Ryan is bad at reading political tea leaves and gauging what comes next. He assured Trump he would be rewarded for scrapping Obamacare, yet they did not deliver. Likewise, Ryan failed to anticipate the rage of high-end voters in swing districts over the effective elimination of the deduction of state and local taxes, and the Trump tax cuts being seen as a sop to the ultra-rich.
Ryan handed the Democrats the weapons they used to oust the GOP from the House: healthcare and taxes. He got one very big thing right: Trump frightened swing voters.
The Hill to Die On records a shouting match between Ryan and Trump less than a week before the midterms. Ryan laced into Trump for opining that he could unilaterally eviscerate birthright citizenship in contravention of the constitution. As Ryan put it: “We are six days out from the election, and you are scaring the crap out of suburbanites …”
Pelosi emerges the hero of the book. She rebounds from defeat in 2016, stays two steps ahead of intra-party rivals and Republican brickbats, and internalizes that recapturing the House is about garnering the most votes. Fear works too.
A daughter and sister to mayors of Baltimore, Pelosi grew up in a world of coalition-building, name-taking and reciprocated favors. Indeed, Trump acknowledges that as a veteran of New York’s real estate world, he admires Pelosi. As the president frames things: “Look, she actually deserves it … She’s been there.” Trump even volunteered to assist Pelosi’s bid for the speaker’s gavel, an offer Pelosi wisely declined.

What lessons are drawn from 2018 remain to be seen. The president fantasizes that the GOP is the “party of healthcare” and Mar-a-Lago looks like a nest of spies. As for William Barr, Trump’s latest attorney general, he has managed to soil himself and the Department of Justice in a few short weeks in a slovenly attempt to shield Trump from further legal woes. At the end of the day, Barr will at least be able to brag that his son-in-law works in the White House counsel’s office.
Meanwhile, Senate Democrats will not vote in favor of the Green New Deal, even as they cannot disavow it.
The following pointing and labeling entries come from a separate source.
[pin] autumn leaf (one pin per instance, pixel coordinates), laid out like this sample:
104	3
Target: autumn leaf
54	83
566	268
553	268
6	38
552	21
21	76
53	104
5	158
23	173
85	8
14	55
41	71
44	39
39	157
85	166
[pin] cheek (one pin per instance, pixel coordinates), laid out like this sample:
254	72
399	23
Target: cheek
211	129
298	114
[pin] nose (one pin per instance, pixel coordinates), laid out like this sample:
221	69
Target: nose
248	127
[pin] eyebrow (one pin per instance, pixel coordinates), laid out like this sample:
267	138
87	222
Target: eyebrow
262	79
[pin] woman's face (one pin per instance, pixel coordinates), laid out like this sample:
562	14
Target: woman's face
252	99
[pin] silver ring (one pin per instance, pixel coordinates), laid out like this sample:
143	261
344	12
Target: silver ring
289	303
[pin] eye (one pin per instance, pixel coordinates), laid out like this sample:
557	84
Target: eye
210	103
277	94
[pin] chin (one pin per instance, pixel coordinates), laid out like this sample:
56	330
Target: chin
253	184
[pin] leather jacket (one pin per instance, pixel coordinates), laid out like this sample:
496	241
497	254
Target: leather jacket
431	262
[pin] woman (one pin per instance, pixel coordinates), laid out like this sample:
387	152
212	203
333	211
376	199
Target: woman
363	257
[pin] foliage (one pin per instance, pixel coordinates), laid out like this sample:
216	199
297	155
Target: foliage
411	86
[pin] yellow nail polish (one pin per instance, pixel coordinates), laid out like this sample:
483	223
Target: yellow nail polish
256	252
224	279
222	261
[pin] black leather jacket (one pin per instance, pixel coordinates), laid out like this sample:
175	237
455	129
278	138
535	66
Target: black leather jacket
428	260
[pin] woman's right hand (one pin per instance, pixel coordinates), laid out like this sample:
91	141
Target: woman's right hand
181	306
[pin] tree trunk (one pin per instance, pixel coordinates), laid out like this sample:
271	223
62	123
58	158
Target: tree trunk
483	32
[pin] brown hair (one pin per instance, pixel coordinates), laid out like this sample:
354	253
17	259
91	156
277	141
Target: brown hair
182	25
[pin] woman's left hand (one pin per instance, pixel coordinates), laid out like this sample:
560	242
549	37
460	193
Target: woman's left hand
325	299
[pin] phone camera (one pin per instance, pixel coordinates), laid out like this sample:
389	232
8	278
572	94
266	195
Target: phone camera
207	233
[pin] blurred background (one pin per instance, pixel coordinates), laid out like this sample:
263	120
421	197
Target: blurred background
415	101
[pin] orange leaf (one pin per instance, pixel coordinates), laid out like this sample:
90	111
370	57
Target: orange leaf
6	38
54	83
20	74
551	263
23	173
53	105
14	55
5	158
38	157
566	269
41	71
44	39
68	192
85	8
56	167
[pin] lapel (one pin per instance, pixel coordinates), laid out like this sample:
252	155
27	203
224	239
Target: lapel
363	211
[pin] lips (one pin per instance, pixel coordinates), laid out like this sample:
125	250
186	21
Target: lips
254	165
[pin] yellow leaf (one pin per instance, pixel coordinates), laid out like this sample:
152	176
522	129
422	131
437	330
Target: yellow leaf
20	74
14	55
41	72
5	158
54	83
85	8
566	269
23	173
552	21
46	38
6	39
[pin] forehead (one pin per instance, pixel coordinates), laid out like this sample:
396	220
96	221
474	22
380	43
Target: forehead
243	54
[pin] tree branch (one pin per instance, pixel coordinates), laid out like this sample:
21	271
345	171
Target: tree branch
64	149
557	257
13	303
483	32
At the same time, the Democratic leadership has internalized the need to woo one-time Republicans and independents.
On that score, Hakeem Jeffries of Brooklyn, the No4 House Democrat, throws shade at Representative Alexandria Ocasio-Cortez, who threatened to find a primary challenger to run against him: “Where exactly is the revolution beyond a particularly shocking result that occurred in a district anchored in Queens … I think that the Democratic party has to decide, do we want to be internet celebrities, or do we want to govern?”
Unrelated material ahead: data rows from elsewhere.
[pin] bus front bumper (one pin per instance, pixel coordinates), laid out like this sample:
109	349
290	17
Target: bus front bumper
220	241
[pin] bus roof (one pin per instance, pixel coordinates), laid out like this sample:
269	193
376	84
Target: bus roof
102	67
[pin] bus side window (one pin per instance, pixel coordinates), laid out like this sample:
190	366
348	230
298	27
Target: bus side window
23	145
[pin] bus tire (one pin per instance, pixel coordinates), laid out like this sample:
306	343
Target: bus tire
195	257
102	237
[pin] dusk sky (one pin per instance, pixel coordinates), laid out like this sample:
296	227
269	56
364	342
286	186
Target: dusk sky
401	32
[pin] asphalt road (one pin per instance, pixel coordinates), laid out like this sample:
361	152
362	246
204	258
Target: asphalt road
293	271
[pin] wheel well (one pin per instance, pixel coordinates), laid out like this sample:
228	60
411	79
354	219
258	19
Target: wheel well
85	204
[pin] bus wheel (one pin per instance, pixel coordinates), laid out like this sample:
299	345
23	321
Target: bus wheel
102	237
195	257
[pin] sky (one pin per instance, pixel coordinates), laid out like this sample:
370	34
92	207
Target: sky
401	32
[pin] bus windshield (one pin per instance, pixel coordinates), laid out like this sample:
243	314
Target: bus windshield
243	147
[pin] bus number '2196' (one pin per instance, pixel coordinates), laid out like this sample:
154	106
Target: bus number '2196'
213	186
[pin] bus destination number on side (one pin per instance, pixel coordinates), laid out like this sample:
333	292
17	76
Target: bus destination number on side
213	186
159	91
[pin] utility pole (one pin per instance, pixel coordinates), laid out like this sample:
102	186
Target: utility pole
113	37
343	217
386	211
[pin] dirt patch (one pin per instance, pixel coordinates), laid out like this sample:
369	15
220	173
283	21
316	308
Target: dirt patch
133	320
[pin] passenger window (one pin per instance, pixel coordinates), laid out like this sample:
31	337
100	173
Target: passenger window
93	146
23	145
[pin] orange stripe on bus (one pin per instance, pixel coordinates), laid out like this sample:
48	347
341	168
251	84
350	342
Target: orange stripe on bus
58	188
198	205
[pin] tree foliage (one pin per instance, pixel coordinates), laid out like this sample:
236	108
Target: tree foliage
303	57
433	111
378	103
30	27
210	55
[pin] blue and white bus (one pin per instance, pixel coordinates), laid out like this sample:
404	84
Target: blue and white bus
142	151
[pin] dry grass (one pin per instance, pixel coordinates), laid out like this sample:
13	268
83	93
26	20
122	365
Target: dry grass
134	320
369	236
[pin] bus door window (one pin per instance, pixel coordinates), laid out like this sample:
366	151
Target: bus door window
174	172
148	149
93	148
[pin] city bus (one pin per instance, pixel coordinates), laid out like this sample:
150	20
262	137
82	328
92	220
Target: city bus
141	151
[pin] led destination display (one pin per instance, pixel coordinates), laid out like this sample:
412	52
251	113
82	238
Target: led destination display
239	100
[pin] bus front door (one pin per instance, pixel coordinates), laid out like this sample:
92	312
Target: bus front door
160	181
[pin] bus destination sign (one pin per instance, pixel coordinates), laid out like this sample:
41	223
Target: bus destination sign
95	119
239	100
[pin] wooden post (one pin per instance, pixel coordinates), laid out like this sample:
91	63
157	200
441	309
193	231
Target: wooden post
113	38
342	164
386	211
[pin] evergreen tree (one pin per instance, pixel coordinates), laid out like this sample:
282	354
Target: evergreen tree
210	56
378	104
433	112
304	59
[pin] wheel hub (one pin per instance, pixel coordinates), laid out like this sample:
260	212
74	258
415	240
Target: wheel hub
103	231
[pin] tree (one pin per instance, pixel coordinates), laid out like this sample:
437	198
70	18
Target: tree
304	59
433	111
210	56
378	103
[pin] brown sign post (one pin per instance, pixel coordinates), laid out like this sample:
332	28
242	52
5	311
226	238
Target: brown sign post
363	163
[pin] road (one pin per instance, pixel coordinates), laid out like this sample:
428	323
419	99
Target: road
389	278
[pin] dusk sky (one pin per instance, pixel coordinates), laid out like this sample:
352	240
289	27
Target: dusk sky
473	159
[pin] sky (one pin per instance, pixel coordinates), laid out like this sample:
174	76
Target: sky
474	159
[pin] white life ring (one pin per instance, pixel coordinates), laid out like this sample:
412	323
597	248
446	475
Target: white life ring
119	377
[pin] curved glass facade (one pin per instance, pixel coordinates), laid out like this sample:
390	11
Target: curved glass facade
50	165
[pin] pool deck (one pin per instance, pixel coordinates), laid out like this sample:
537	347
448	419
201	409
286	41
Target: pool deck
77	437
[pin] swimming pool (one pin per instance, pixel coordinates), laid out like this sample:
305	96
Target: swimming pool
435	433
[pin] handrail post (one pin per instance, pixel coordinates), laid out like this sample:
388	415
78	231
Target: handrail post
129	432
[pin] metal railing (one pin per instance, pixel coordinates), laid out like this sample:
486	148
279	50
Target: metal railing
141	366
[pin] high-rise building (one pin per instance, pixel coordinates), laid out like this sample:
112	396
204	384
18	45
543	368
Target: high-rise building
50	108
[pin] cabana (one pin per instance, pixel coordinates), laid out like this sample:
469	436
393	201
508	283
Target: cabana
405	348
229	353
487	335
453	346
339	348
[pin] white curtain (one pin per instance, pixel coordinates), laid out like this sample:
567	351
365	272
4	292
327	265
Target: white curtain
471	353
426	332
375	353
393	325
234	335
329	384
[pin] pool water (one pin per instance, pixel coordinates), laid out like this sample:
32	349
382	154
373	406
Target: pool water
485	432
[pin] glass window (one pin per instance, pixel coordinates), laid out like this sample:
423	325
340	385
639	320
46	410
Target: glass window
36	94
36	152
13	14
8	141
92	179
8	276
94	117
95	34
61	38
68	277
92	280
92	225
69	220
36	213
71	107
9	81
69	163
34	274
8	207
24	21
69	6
In other words, Ocasio-Cortez’s district in the hinterlands of New York City should not be conflated with the rest of America. Like the president, Ocasio-Cortez’s numbers are underwater nationally and in her home state. Both are down by double digits with registered voters. Among New York suburbanites, Ocasio-Cortez suffers a 17-point deficit, in contrast to Trump’s 31-62 unfavourability rating.
For the moment, Jeffries’ question remains unanswered. The field of prospective Democratic presidential nominees swells almost daily. Early talk of Medicare for All has devolved into discussions of fundraising prowess and Bernie Sanders’ oft-repeated but as yet unkept promise to release his tax returns. Other than bashing the president, where the Democratic field stands is a work in progress. Eighteen months from now, The Hill to Die On will surely be ripe for an update.